In recent years, thousands of young people across Africa have enrolled in TVETs, workshops, and apprenticeship programs to gain practical, employable skills. From masonry to mechanics, tailoring to plumbing, youth are increasingly stream in and out of these TVETs. According to Education News, Nation Africa and The Star: approximately 297,505 students enrolled in public TVET institutions in FY 2021/22. This number increased to 345,387 in FY 2022/23 and it rose further to 406,649 in FY 2023/24. In fact, the total TVET enrollment reached stretched the trainer-to-trainee ratios beyond recommended levels. And still, the government aims to ramp up to 1 million enrollments by end of 2025.
So, youths are being trained and are gaining skills, and yet many remain unemployed or underutilized. Why is that? It is definitely not not because they lack skill, is it? African Skills Network believes that it is because they lack a network.
Skill is the Start, Not the Finish
Training institutions do a great job teaching technical skills: how to weld, install, repair, bake, build, make et cetera. But the real world doesn’t operate on skills alone. Jobs come through relationships. Business comes through trust. Division of labor and specializations employ specific expertise. And opportunities often come through someone who knows someone.
That’s the missing link: connection.
Why a Network Matters for Skilled Youth
- Opportunities Don’t Always Reach the Skilled: Many jobs are never advertised publicly. They’re filled through referrals, word-of-mouth, or internal databases. Without a network, young skilled professionals don’t hear about these openings. In some cases, those who hear it have no one around them to refer.

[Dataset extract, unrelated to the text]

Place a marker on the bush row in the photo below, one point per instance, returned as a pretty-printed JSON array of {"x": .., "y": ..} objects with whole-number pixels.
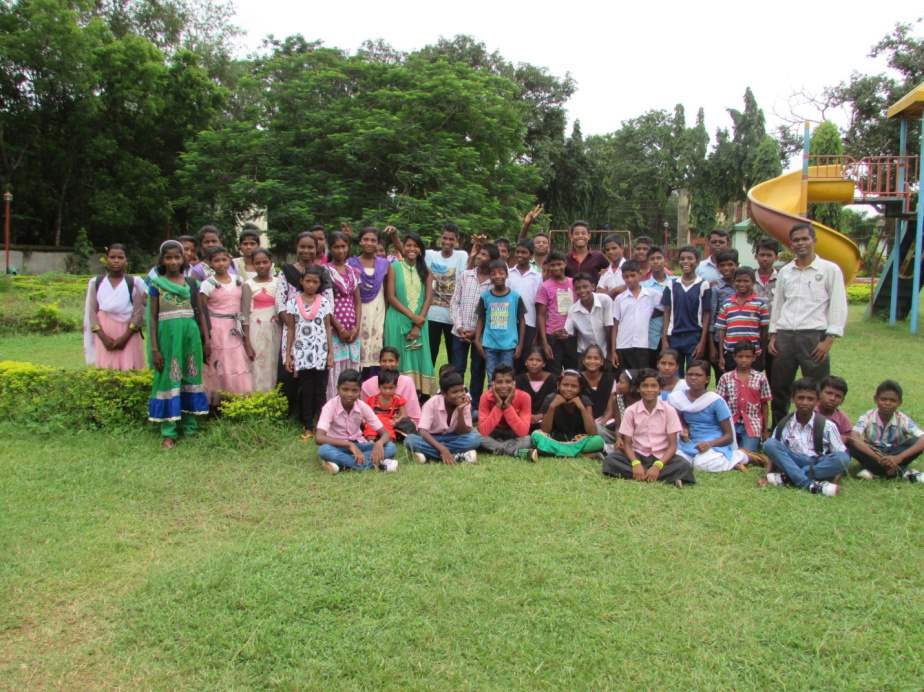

- Exposure Builds Confidence: Being part of a network exposes youth to new ideas, mentors, success stories, struggles, strategies and standards that elevate their self-image and ambition.
- Support Systems and community Reduces Dropout: Entrepreneurship and informal work can be isolating. Skilled youth without encouragement, advice, or peer support may give up too soon. Networks provide belonging and resilience.
- Ethics and Identity Need Community: The temptation to use skills for harm (e.g., crime, fraud, shortcuts) grows when a young person is alone. Networks help instill values, accountability, and faith in ethical work. A well-built network can filter out unscrupulous individuals in the sectors.
- A Network Multiplies Impact: One trained youth is powerful. But a network of 100 skilled, visible, connected young people can build a community, transform an industry, and shape a nation. This is the very idea ASN has. Let’s briefly look at it.
The African Skills Network (ASN)
At ASN, we believe that Africa’s growth depends not just on training youth, but connecting them—to each other, to mentors, to experts, to institutions, and to work. That’s why we:
- Build a trusted platform where skilled professionals are profiled and promoted
- Create learning communities for personal growth, job readiness, and wellness
- Link members to employers, industry partners, and government initiatives
- Celebrate and share stories of skilled youth rising with dignity and values
Final Thought: Training Gives Tools. Networks not only Opens Doors, it also creates them.
If you’re a skilled young person, don’t walk alone. Find a network that sees you, supports you, and stands with you. You have found it – African Skills Network.
If you’re an institution or employer, ask yourself: Are we only training youth? Or are we also connecting them to a future?
Because skills without networks = potential without impact.